Building a Telemetry Stack for The Modern Power Company
How Base Power modernized our telemetry stack to lower costs and increase observability.
Background
Base Power provides Distributed Energy Resources (DERs) on the Texas grid by managing a large fleet of home backup batteries. These resources support the grid by providing power during times of high demand.

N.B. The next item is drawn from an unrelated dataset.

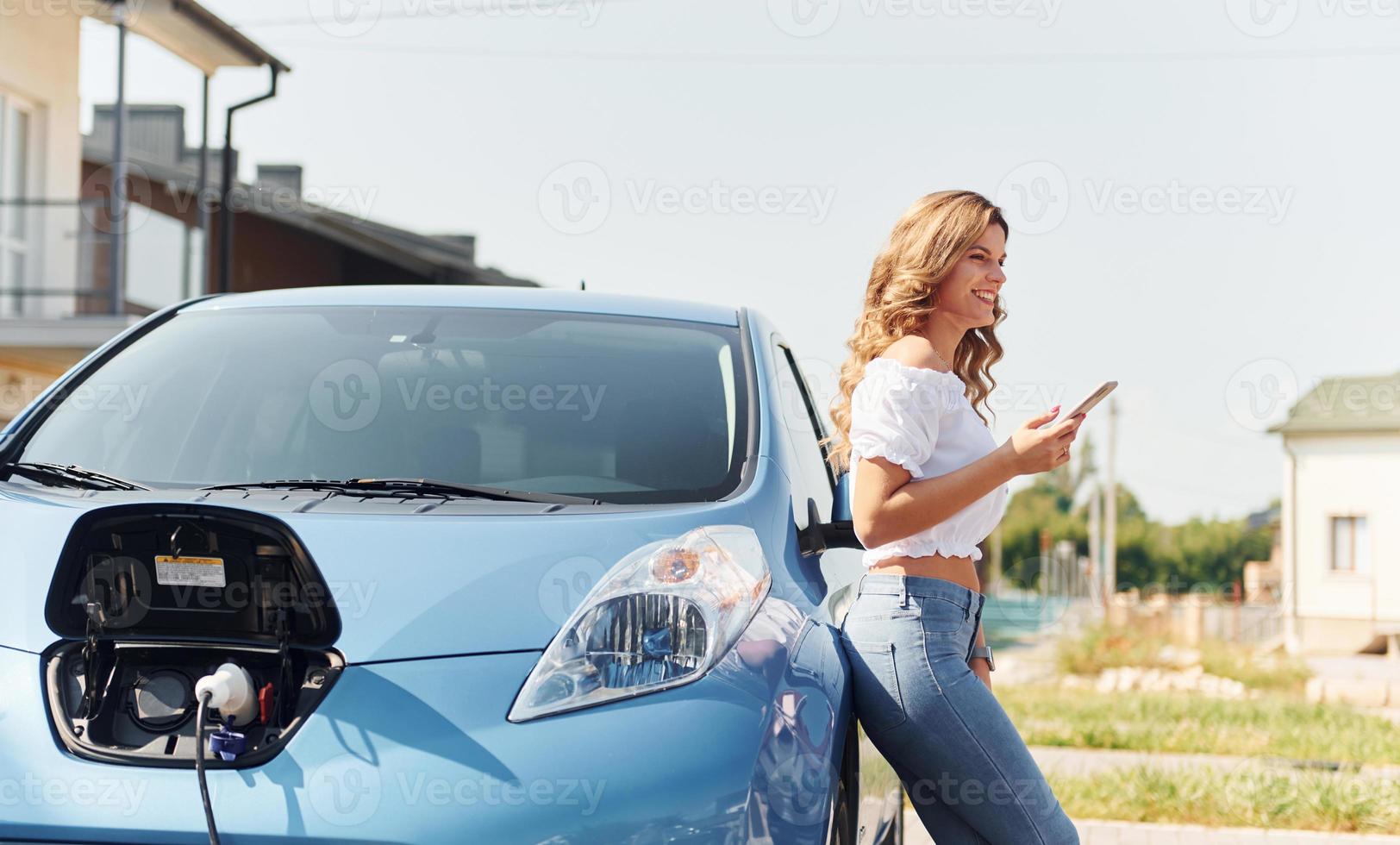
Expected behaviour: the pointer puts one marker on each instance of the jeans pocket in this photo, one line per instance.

Grid-scale batteries are seeing wider adoption due to falling battery costs and increased penetration of non-dispatchable generation such as wind and solar. Power supply and demand have to be matched at all times. For example, solar stops producing when the sun goes down which coincides with the time people arrive at home, turn on the AC, cook dinner, and plug in their EV. This has created the infamous duck curve, where natural gas peaker plants have to surge to match the increasing demand and decreasing supply. Batteries allow us to time-shift energy by charging when power is abundant and discharging when power is scarce.
Centralized grid-scale batteries must pass through a multi-year interconnection queue. Base, however, uses distributed grid-scale batteries to quickly deploy storage assets on the grid by locating batteries throughout the distribution infrastructure.
Having real-time visibility into the state of the system is a key challenge when managing a fleet of distributed batteries. To effectively operate the fleet of batteries we need to know how power flows to the home and from the grid, batteries, and optional onsite solar panels. The largest utilities in Texas participate in Smart Meter Texas, which only provides 15 minute power granularity, whereas Base has two second visibility into power flows.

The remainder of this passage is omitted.